OU EST LE CHRIST ?


Combien d'esprits inquiets se posent de notre temps cette même question : Tel thaumaturge, tel penseur, est-il le Maître, est-il Celui qui doit venir ? Jean-Baptiste, le plus grand des hommes, interroge en homme instruit et circonspect, sachant que le miracle matériel ne prouve pas toujours la légitimité spirituelle du thaumaturge. Or la réponse de Jésus est une réponse de simple qui accorde aux faits la plus grande valeur probative.
Pourquoi ? C'est que la simplicité de Jésus voit au delà du sens critique des psychologues, tandis que la simplicité des hommes ignorants reste en deçà, comme une simplicité partielle, négative et de surface, ne dépassant pas la connaissance rationnelle; la simplicité du disciple, au contraire, laisse derrière soi la judiciaire de l'intellect.

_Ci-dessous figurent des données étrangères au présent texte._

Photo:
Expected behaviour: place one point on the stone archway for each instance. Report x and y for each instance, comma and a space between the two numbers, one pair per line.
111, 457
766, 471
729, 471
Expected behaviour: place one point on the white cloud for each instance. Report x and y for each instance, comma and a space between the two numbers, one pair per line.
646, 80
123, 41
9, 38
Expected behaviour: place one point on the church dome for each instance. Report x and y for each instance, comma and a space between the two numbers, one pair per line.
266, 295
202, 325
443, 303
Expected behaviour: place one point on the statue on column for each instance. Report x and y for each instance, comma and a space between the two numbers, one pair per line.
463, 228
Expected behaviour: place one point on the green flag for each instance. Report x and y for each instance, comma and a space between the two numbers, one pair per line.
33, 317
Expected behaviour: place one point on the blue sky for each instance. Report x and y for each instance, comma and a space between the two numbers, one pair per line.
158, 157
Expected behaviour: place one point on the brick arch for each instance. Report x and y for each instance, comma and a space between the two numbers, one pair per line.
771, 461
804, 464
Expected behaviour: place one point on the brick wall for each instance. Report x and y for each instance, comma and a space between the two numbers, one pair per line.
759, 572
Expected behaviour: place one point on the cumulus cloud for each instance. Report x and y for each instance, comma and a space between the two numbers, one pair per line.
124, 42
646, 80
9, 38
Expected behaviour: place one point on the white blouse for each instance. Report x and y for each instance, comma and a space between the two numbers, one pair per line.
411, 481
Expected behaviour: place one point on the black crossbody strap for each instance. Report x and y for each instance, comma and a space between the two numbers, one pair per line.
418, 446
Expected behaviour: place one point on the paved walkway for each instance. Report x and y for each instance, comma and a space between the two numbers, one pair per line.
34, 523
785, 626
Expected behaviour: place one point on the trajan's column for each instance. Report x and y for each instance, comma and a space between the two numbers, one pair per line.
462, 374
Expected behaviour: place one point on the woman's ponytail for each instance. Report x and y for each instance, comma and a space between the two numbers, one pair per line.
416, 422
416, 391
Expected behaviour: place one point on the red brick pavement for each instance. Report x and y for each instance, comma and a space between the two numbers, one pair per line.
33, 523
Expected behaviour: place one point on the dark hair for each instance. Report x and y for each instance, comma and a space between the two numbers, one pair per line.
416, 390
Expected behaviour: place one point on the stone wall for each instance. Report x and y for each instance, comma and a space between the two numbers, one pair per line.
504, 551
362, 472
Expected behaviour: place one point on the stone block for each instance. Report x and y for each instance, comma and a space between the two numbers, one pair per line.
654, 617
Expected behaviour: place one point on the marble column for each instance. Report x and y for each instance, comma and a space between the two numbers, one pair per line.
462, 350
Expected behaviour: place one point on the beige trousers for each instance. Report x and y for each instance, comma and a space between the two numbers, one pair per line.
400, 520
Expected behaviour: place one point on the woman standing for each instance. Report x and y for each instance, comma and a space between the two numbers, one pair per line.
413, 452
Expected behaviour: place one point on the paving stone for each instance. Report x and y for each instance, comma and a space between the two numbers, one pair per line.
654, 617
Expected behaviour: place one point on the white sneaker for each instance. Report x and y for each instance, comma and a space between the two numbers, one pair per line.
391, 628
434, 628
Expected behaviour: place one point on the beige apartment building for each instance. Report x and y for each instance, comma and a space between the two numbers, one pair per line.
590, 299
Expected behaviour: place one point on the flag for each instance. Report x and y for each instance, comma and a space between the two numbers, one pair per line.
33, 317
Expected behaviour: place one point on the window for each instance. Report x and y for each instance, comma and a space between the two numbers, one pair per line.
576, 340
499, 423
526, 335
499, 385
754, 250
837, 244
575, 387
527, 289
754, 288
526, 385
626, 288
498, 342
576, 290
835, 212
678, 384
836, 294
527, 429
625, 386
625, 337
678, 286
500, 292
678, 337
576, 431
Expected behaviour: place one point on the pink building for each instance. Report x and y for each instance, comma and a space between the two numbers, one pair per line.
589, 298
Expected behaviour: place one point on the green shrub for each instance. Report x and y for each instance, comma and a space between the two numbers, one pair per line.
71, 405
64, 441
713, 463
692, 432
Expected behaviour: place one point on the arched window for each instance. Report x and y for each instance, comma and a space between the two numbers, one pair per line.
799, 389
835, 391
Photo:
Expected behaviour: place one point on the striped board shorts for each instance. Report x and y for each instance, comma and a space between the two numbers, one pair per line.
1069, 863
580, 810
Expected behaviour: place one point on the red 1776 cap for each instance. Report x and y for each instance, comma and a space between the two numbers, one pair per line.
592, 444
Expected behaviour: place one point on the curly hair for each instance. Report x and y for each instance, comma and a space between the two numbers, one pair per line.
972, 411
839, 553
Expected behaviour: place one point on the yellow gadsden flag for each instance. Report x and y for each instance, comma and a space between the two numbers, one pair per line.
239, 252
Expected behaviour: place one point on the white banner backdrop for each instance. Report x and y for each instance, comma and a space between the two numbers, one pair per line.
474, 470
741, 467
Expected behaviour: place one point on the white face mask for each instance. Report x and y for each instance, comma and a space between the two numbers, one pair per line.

Quiconque méprise les labeurs cérébraux, et généralement les diverses sortes du labeur humain, témoigne par là qu'il n'en a point encore expérimenté le passionnant intérêt. Ceux qui débutent dans les voies spirituelles ont tendance à considérer avec quelque dédain les chercheurs du laboratoire, les intellectuels, et même les consciencieux observateurs des règles morales ou religieuses. Un grave écrivain, le baron Seillière, en nous montrant, par une série de profondes études, les ravages dont l'indiscipline des émotions fut la cause pendant le XVIIIe et le XIXe siècle, nous accoutume à joindre les termes de romantisme et de mysticisme; et, comme ses commentateurs ne signalent pas cette confusion, le public ainsi s'enfonce dans l'erreur ancienne qui fait d'un mystique un imaginatif et un impulsif. Or il n'y a pas de mysticisme véritable sans règle rigoureuse, sans ascétisme.

L'homme n'est pas un corps; l'homme n'est pas un esprit; l'homme n'est pas une âme. Il est ces trois substances mêlées, ou plutôt combinées; il est une substance unique qui ne ressemble à aucune des trois substances mères, mais qui ne saurait être sans la participation de ces trois. Toute analyse n'est qu'un artifice pour comprendre le Réel, en le dissociant; et tout ce qui concerne le Christ est seulement de la réalité, de la vie. Ne considérez aucune parole des Évangiles comme des expressions de faits, ou de sentiments, ou d'idées, mais comme des réalités, des choses vivantes, des êtres vivants.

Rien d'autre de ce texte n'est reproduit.